European Commission chief Jean-Claude Juncker meanwhile said on Twitter that he was "cautiously optimistic that we will conclude a binding agreement with Turkey" before he held eve-of-summit talks with Cyprus.

The summit comes as the UN said migrant arrivals in Greece alone had topped one million since January 2015, accounting for most of the 1.2 million people who sought asylum in the EU last year as they flee war in Syria, Iraq, Afghanistan and elsewhere.

Tusk stressed in his summit invitation letter that the parts of the migration deal that involve "re-energising" Turkey's long-stalled EU membership bid should also be "an opportunity to support the settlement talks in Cyprus. Only if this is possible, can we move forward here."

Cyprus has threatened to block the deal over long-standing disagreements with Ankara over the island, which has been divided since 1974 when Turkish troops invaded its north in response to an Athens-engineered coup attempt.

The only capitals that Tusk visited this week were Nicosia and Ankara, underscoring the seriousness of the threat.

Despite frantic efforts in Brussels to "rebalance" the deal in recent days, Tusk has freely admitted a major stumbling block remains the legality of the deal.

Under the key clause, in exchange for Turkey taking back all migrants arriving in Greece, the EU will resettle one Syrian for every Syrian readmitted on Turkish soil.

The UN and rights groups have warned that this amounts to an illegal mass expulsion of asylum seekers.

"An absolute priority is to ensure that our decisions respect both EU and international law," Tusk said in his letter.

A draft of the summit conclusions stresses that the one-for-one plan is a "temporary and extraordinary measure" and effectively capped at 72,000 migrants.

Proposals to give Turkey visa-free travel to the EU's Schengen passport-free zone by June have also worried several countries.

Critics have voiced unease over Turkey's arrests of journalists and academics, and an intensifying military campaign against Kurdish separatists.
France has warned against attempts by Turkey to strong-arm Europe, and Czech President Milos Zeman charged that Ankara's request for billions of euros more in EU aid amounted to "blackmail".
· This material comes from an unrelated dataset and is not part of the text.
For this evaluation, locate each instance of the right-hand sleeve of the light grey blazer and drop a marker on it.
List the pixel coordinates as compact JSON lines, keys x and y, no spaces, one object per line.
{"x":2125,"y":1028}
The draft conclusions say Turkey could get another 3.0 billion euros by 2018 in addition to an initial 3.0 billion agreed last November.

Merkel however told the Bundestag lower house of parliament on Wednesday that no shortcuts would be taken and that EU membership for Turkey was "not on the agenda now".

Juncker in a German newspaper interview said Turkey was "not ready" for membership and would not be for "another ten years".

Europe has been deluged by people fleeing war and misery since the start of last year, most hoping for new lives in wealthy Germany and Scandinavian countries.

The flow of people into northern Europe has been halted for now as eastern European countries have effectively shut down the Balkans route with coordinated border closures.

This, however, has caused a bottleneck of more than 40,000 migrants in Greece including thousands in dire conditions in makeshift camps on the border with Macedonia.